Di sebuah restoran bun cha (daging babi panggang dengan bihun) di Hanoi, mereka mencelupkan daging ke dalam nampan berisi air hitam keruh.

Báo Tuổi TrẻBáo Tuổi Trẻ19/06/2024


Hình ảnh người phụ nữ ở quán bún chả nhúng miếng thịt vào khay nước đen - Ảnh: L.T.

Gambar tersebut menunjukkan seorang wanita di restoran bun cha (babi panggang dengan bihun) mencelupkan sepotong daging ke dalam nampan berisi air berwarna gelap - Foto: LT

Pada tanggal 19 Juni, sebuah video dan informasi tentang restoran bun cha (daging babi panggang dengan bihun) di Hanoi menjadi viral di media sosial. Unggahan tersebut mengklaim bahwa karyawan di restoran tersebut telah "mencuci daging dengan air arang, air minyak, dan sabun cuci piring."

"Jujur saja, saya merasa ingin muntah ketika melihat potongan daging jatuh ke arang dan mereka langsung membilasnya dengan air hitam keruh. Saya bahkan melihat ada sabun cuci piring yang disemprotkan ke daging itu, bercampur dengan sari daging yang menetes ke arang," demikian bunyi unggahan yang beredar luas tersebut.

Sementara itu, rekaman video menunjukkan seorang wanita mengambil potongan daging, kemudian mencelupkannya ke dalam nampan berisi air keruh di dekat anglo arang sebelum meletakkannya di atas panggangan.

Sebuah video yang memperlihatkan restoran bun cha (daging babi panggang dengan bihun) di Hanoi mencelupkan daging ke dalam nampan berisi air hitam keruh telah引起 kegemparan.

Restoran bun cha ini terletak di Jalan Quoc Tu Giam (Kelurahan Van Mieu, Distrik Dong Da, Hanoi). Restoran ini telah beroperasi selama beberapa dekade.

Menurut Bapak G. (putra pemilik restoran bun cha), insiden itu terjadi beberapa hari yang lalu, saat jam makan siang ketika restoran ramai dikunjungi pelanggan.

Dia menyatakan bahwa cairan di dalam nampan itu adalah lemak daging, bukan air arang atau sabun cuci piring seperti yang dilaporkan di media sosial.
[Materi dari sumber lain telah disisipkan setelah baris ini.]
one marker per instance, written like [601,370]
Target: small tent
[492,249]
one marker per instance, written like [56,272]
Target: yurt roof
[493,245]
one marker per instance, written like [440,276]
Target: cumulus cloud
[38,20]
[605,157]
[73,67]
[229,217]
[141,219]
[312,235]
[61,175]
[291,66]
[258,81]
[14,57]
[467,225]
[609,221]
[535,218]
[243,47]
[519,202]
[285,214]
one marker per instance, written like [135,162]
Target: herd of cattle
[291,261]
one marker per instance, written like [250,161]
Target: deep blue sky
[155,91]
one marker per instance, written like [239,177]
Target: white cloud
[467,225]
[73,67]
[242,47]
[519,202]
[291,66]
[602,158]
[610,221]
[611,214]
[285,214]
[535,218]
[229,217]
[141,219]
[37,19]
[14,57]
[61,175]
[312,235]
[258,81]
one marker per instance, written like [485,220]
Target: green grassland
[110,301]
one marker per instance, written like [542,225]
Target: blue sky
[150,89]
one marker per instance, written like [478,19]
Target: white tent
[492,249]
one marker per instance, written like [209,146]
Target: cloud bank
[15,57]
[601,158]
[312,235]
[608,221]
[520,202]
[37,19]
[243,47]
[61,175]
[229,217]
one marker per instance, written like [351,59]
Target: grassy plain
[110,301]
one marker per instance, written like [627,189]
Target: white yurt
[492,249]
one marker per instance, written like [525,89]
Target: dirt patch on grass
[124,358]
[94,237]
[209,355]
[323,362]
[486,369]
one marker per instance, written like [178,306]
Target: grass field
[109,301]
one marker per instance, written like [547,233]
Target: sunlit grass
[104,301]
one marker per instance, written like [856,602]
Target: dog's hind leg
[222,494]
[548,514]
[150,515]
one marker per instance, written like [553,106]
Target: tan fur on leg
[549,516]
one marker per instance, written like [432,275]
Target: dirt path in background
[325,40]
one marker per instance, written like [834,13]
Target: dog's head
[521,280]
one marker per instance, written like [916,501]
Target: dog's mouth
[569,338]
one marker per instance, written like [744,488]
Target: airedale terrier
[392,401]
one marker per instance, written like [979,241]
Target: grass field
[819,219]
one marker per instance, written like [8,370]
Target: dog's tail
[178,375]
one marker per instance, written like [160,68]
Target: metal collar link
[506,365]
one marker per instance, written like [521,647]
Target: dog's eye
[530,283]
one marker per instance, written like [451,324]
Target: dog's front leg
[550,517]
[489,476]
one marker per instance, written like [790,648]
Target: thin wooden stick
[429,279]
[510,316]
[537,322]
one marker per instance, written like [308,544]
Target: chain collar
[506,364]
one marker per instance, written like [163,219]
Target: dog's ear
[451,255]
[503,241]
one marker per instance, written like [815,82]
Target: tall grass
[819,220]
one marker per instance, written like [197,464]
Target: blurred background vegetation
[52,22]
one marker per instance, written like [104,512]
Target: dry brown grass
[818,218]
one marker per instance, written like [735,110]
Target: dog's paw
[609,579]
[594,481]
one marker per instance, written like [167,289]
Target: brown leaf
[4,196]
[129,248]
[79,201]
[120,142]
"Biasanya, lemak yang dihasilkan akan dibuang. Hari itu, mungkin potongan daging itu secara tidak sengaja jatuh ke bara api, dan juru masak, karena panik, dengan cepat mencelupkannya ke dalam lemak yang dihasilkan untuk menghilangkan debu bara api yang tersisa," jelas Bapak G, sambil juga mengakui bahwa tindakan itu salah dan bahwa ia akan memperbaiki prosedur juru masak tersebut.

Berbicara kepada Tuoi Tre Online , ketua Komite Rakyat Kelurahan Van Mieu mengatakan bahwa unit tersebut telah menerima informasi mengenai pengaduan tersebut.
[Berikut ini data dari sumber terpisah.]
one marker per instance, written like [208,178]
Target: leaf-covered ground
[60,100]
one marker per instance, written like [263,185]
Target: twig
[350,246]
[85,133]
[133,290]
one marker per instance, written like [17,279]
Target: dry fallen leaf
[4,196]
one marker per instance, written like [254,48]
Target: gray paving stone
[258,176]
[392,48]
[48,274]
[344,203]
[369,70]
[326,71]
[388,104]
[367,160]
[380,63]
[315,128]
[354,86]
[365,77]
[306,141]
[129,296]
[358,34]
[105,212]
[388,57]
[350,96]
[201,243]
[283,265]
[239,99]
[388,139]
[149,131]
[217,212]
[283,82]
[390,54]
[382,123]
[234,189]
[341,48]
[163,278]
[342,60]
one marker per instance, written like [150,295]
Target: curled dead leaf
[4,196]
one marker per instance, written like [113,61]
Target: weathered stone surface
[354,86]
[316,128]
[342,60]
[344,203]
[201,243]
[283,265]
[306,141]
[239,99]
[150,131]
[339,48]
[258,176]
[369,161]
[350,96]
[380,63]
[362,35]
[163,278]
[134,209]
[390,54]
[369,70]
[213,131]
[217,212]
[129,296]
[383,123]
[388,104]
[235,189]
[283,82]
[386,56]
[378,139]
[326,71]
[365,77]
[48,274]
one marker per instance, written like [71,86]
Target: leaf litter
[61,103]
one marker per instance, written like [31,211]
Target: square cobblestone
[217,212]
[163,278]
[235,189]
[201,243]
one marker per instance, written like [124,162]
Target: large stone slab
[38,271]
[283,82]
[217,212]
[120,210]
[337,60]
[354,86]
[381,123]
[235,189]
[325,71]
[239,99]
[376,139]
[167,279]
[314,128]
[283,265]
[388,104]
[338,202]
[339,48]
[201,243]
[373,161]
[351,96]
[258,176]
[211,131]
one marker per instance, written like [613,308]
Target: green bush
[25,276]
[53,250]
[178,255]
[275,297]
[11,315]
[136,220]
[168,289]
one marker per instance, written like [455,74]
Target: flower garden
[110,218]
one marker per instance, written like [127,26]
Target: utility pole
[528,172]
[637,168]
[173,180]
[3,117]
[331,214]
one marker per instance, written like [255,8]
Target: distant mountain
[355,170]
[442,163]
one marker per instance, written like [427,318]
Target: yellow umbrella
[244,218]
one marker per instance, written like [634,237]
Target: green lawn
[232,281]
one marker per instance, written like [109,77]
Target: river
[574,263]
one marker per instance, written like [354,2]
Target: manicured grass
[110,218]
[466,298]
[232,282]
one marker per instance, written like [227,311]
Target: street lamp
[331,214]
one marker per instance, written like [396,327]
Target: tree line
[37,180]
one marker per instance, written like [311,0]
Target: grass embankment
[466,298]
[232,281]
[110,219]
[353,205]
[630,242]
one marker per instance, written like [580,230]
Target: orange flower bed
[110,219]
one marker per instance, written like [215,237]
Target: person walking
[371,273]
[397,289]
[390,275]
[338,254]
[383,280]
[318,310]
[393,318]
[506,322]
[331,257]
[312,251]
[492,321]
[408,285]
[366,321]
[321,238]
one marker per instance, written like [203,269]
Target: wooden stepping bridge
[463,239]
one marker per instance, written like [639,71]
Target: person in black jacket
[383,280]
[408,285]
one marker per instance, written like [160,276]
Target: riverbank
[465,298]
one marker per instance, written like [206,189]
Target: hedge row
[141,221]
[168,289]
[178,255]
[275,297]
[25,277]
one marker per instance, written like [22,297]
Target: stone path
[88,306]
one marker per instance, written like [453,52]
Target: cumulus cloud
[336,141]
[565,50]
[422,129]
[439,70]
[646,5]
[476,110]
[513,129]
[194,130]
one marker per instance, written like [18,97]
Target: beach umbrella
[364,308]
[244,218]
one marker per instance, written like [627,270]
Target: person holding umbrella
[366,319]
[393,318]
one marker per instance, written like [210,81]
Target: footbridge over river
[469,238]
"Begitu kami menerima informasi, pihak berwenang kelurahan langsung turun untuk melakukan inspeksi, tetapi saat itu toko tersebut sudah kehabisan barang dagangan," kata ketua Komite Rakyat Kelurahan Van Mieu, menambahkan bahwa besok (20 Juni), pihak berwenang akan melanjutkan inspeksi dan mengajak pemilik toko untuk bekerja sama terkait video yang dibagikan tersebut.

Apabila terdeteksi pelanggaran, para pemimpin Komite Rakyat Kelurahan Van Mieu menyatakan bahwa mereka akan menanganinya dengan tegas dan mengambil langkah-langkah untuk mencegah terulangnya pelanggaran tersebut.



Sumber: https://tuoitre.vn/quan-bun-cha-o-ha-noi-nhung-thit-vao-khay-nuoc-den-ngom-20240619153953514.htm

Komentar (0)

Silakan tinggalkan komentar untuk berbagi perasaan Anda!

Dalam topik yang sama

Dalam kategori yang sama

Dari penulis yang sama

Warisan

Angka

Bisnis

Berita Terkini

Sistem Politik

Lokal

Produk

Happy Vietnam
Keluarga Dao

Keluarga Dao

Kebahagiaan pekerja

Kebahagiaan pekerja

Dengan bangga berdampingan dengan warisan kerajaan kita.

Dengan bangga berdampingan dengan warisan kerajaan kita.